Here's the situation: While building a project in CodeIgniter 2.2.0, I was attempting to validate a tabular form with a custom data validator. The tabular form was set up to transmit POST data to the server in standard array format, and I was using non-zero based numeric keys. My keys, which encode important data, happened to start with 1 on the form I was attempting to debug. I noticed that CodeIgniter's Form_validation class was invoking my validator on the 2nd and 3rd row of my data (with keys 2 and 3, respectively) but not the first row (with key 1).
Why should this be so? The CodeIgniter Form_validation documentation indicates that you can use non-numeric array keys, so one would expect non-zero numeric array keys to work too.
After some debugging, I found that Form_validation::_execute() (in system/libraries/Form_validation.php) has a $cycles variable, a zero-based integer, that measures the number of times any particular rule has been invoked on array-based input.

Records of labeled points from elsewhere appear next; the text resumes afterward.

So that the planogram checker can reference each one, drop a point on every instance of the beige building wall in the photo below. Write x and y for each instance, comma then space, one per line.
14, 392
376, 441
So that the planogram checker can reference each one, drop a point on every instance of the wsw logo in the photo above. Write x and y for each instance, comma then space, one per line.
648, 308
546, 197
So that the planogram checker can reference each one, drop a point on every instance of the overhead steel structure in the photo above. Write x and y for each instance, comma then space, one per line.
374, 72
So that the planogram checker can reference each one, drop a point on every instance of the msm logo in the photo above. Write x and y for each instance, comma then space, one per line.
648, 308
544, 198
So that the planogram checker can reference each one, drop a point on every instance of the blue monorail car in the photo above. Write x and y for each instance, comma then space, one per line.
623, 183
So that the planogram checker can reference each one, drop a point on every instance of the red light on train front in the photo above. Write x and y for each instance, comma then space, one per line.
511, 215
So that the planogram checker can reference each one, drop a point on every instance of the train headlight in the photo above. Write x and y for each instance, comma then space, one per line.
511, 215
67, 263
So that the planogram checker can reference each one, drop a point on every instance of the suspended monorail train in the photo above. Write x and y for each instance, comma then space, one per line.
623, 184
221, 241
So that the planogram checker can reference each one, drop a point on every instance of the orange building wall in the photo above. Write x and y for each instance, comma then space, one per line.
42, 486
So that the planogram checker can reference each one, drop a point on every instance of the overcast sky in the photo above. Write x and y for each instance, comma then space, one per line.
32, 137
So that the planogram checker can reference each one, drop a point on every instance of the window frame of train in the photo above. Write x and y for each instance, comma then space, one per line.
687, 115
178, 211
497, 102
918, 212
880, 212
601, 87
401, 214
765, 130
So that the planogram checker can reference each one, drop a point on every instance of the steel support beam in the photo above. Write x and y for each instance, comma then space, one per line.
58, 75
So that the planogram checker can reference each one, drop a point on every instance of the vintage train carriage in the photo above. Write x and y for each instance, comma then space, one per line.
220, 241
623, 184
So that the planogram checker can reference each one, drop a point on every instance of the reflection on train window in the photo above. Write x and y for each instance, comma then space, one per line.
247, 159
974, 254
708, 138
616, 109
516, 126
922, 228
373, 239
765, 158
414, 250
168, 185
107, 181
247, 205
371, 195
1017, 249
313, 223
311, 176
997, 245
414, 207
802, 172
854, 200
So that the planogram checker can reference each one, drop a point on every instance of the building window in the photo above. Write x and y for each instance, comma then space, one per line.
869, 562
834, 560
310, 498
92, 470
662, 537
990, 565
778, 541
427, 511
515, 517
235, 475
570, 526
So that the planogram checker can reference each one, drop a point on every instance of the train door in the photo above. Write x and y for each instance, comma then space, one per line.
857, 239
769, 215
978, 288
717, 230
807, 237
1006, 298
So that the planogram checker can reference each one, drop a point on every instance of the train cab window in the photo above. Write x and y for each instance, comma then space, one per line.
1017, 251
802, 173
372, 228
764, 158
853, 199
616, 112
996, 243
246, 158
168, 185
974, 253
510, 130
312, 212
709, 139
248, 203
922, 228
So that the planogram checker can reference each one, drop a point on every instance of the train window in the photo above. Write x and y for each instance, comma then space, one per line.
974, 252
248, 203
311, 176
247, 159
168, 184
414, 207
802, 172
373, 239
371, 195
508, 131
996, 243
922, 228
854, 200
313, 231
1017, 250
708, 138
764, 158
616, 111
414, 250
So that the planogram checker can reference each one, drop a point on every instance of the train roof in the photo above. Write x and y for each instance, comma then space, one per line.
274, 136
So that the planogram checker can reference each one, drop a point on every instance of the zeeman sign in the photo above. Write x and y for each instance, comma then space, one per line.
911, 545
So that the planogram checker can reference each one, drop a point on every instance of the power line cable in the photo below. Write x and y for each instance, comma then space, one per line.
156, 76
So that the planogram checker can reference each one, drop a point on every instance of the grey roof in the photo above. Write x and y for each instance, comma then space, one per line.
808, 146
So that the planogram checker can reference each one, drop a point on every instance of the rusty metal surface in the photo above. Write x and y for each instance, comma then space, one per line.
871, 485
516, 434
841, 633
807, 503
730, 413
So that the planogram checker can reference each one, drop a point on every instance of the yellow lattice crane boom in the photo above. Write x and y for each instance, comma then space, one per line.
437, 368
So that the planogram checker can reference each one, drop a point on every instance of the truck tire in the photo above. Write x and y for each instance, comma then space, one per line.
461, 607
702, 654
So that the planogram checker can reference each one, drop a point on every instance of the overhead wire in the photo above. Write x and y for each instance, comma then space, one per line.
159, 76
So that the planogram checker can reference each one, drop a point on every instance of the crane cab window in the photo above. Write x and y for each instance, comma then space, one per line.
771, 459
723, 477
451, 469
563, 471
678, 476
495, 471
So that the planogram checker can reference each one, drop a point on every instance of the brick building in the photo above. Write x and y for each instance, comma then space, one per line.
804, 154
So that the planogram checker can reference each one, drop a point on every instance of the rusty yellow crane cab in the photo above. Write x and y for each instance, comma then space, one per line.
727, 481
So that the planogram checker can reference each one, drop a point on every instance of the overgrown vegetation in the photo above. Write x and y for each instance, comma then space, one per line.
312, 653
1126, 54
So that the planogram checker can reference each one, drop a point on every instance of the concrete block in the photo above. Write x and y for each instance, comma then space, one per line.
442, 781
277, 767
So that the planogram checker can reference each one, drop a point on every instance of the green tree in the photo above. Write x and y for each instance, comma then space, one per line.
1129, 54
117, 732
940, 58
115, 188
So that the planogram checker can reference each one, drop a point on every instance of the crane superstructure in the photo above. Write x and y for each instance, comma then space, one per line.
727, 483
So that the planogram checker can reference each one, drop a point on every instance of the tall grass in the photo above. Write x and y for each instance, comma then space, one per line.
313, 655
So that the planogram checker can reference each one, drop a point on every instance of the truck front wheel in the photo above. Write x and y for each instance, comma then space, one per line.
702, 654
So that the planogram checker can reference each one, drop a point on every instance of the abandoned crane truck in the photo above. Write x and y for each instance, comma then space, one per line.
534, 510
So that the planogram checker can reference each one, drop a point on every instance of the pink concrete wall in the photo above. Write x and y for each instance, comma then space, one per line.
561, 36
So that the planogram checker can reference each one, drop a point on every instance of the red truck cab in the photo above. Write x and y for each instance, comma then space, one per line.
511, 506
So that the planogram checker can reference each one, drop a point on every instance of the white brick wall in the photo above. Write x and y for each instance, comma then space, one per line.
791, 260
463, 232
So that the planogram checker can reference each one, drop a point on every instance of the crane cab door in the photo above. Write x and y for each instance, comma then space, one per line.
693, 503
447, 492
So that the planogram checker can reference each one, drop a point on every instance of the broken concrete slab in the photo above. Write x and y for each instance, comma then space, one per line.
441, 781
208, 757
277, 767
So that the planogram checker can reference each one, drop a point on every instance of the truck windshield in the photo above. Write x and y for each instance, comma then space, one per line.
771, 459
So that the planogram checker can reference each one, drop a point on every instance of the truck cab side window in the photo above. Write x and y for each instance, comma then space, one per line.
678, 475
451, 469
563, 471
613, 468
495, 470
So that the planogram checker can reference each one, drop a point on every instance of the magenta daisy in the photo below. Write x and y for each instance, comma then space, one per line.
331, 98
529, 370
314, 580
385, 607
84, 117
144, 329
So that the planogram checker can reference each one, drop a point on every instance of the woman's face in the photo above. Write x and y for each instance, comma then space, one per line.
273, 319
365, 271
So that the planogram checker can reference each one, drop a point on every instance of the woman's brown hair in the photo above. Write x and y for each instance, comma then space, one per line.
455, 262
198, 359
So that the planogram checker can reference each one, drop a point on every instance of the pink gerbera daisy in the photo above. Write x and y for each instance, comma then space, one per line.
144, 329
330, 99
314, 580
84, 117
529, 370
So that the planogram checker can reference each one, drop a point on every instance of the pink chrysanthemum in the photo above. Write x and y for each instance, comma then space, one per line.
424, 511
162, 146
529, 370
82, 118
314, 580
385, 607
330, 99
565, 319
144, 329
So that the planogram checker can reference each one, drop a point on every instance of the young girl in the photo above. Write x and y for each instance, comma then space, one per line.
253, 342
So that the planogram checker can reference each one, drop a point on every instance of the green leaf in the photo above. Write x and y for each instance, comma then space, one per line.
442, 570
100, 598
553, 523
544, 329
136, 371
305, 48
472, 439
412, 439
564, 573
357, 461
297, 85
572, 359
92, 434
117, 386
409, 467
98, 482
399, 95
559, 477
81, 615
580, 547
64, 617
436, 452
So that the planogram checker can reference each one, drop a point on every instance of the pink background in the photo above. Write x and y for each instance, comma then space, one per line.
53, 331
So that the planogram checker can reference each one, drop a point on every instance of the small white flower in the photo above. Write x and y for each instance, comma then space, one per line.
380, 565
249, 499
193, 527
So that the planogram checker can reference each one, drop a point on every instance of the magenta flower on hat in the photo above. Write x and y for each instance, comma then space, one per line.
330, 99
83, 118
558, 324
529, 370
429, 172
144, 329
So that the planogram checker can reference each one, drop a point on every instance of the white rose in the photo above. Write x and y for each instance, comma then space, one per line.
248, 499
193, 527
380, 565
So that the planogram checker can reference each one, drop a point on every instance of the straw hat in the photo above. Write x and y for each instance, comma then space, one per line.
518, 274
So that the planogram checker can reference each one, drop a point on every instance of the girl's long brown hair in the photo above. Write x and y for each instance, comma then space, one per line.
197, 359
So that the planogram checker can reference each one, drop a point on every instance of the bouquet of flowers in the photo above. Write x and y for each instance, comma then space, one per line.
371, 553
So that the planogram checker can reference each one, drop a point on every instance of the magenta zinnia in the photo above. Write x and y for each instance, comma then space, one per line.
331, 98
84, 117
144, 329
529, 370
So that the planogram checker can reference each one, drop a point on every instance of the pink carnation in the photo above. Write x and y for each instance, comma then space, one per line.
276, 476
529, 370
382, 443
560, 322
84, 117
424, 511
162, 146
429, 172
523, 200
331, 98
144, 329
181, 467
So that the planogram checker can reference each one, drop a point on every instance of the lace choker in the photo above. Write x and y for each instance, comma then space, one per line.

Unfortunately, the __execute() function uses this $cycles variable to reference elements of the post data (e.g., line 552 in my build, which appears to be 2.2.0). This has the result of bypassing input array elements that are not keyed to zero-based integers. I solved my problem by changing my array keying scheme to be a zero-based count, and encoding elsewhere the data I had been putting in those keys.
Perhaps this will be fixed in CodeIgniter 3, but for those out there still using CodeIgniter 2 and validating array input from forms using the default validation tools, watch out for this.